Империя - Гор Видал
Шрифт:
Интервал:
Закладка:
— Он умеет тратить деньги, — восхищенно прокомментировал Хэпгуд.
— Иногда мне кажется, это единственное, что он умеет, — кисло ответил Блэз. Он тоже тратил деньги в Балтиморе; строго говоря, истраченные им деньги стояли возле него в виде крепкого тевтонца с огромными усами — собирательного образа полнотелых херстовских журналистов. Но даже Хэпгуду не удалось пока поднять тираж газеты. Теперь все их надежды возлагались на серию статей о смешанных браках между белыми и черными, что должно было взбудоражить читателей; так, во всяком случае, полагал уроженец Мэриленда Хэпгуд. Блэз завидовал Каролине, точнее — ее городу. Когда жизнь в столице становилась скучной, всегда оставались иностранные посольства, когда не было новостей из посольств, оставался Белый дом, бесконечный источник «живого человеческого интереса», как гласило расхожее выражение. Рассказы о рузвельтовских детях, об их пони в лифте, об их появлении на ходулях в комнате заседаний кабинета министров, об их змеях и лягушках на обеденном столе и, прежде всего, о юпитероподобном Теодоре, ведущем себя по-королевски и занимающем свой высокий трон как бы по праву рождения. Каролина могла ничего не делать, и полосы ее газеты заполнялись сами собой. У него, Блэза, были только смешанные браки. А что же дальше?

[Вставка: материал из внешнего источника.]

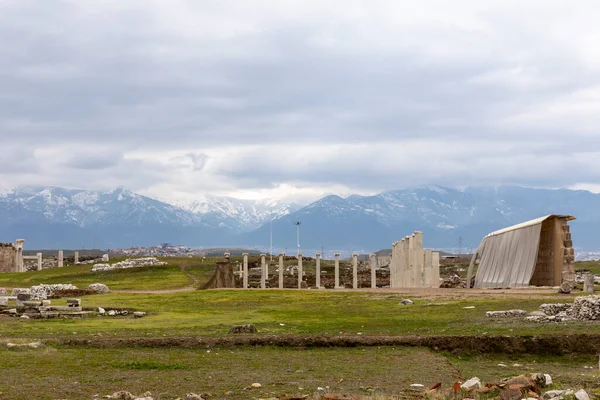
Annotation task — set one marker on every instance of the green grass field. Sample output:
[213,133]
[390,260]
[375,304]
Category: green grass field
[58,372]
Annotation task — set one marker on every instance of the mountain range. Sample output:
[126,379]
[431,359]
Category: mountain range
[51,217]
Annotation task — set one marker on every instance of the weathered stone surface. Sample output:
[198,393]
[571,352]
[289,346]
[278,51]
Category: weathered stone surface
[99,288]
[565,287]
[17,291]
[248,328]
[473,383]
[555,308]
[42,292]
[586,308]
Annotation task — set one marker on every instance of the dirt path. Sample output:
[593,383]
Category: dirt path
[555,344]
[189,288]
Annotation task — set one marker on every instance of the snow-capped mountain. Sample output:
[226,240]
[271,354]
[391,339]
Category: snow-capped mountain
[239,214]
[88,208]
[54,217]
[449,218]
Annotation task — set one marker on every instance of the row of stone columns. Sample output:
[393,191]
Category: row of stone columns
[412,266]
[264,268]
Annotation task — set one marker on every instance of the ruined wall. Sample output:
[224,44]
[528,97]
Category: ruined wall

Блэз намеревался посетить Херста в его доме на Лексингтон-авеню, но Хэпгуд предложил прощупать настроение толпы.
— Если Шеф, — хотя он теперь работал у Блэза, Шеф все равно оставался Шефом, — собирается быть кандидатом в девятьсот четвертом году, нам следует нырнуть в толпу и выяснить, какие у него шансы.
— Здесь сплошной Бауэри. — Блэз уже неплохо знал манхэттенскую толпу. — И еще Таммани. — Все были в приподнятом настроении. Огромные транспаранты возвещали победу Херста большинством в 15 800 голосов над его бесцветным соперником-республиканцем; он получил на 3500 голосов больше, чем общий список кандидатов, что сделало его самым ловким добытчиком голосов во всем штате. Намечавшийся Таммани-холлом кандидат в губернаторы провалился, в упорной борьбе он проиграл своему республиканскому оппоненту. Это была именно та ночь, о которой грезил Херст. Он победил на своих первых выборах с большим отрывом.
Блэз и Хэпгуд оказались неподалеку от оркестра, который довольно бестактно наигрывал «Я с тобой, Калифорния», отдавая дань происхождению Херста, а не штату, ставшему его домом и отправлявшему его теперь в Вашингтон. В небе цветными фонарями сиял воздушный шар с пассажирами. В толпе царило праздничное настроение, да оно и понятно: в углу площади под плакатом «Уильям Рэндолф Херст, друг трудящихся» бесплатно поили пивом, а рядом электрические лампы образовали лозунг «Конгресс должен взять тресты под контроль» — не очень тонкое напоминание о том, что действующий президент не проявляет особого рвения, приструнивая хозяев страны.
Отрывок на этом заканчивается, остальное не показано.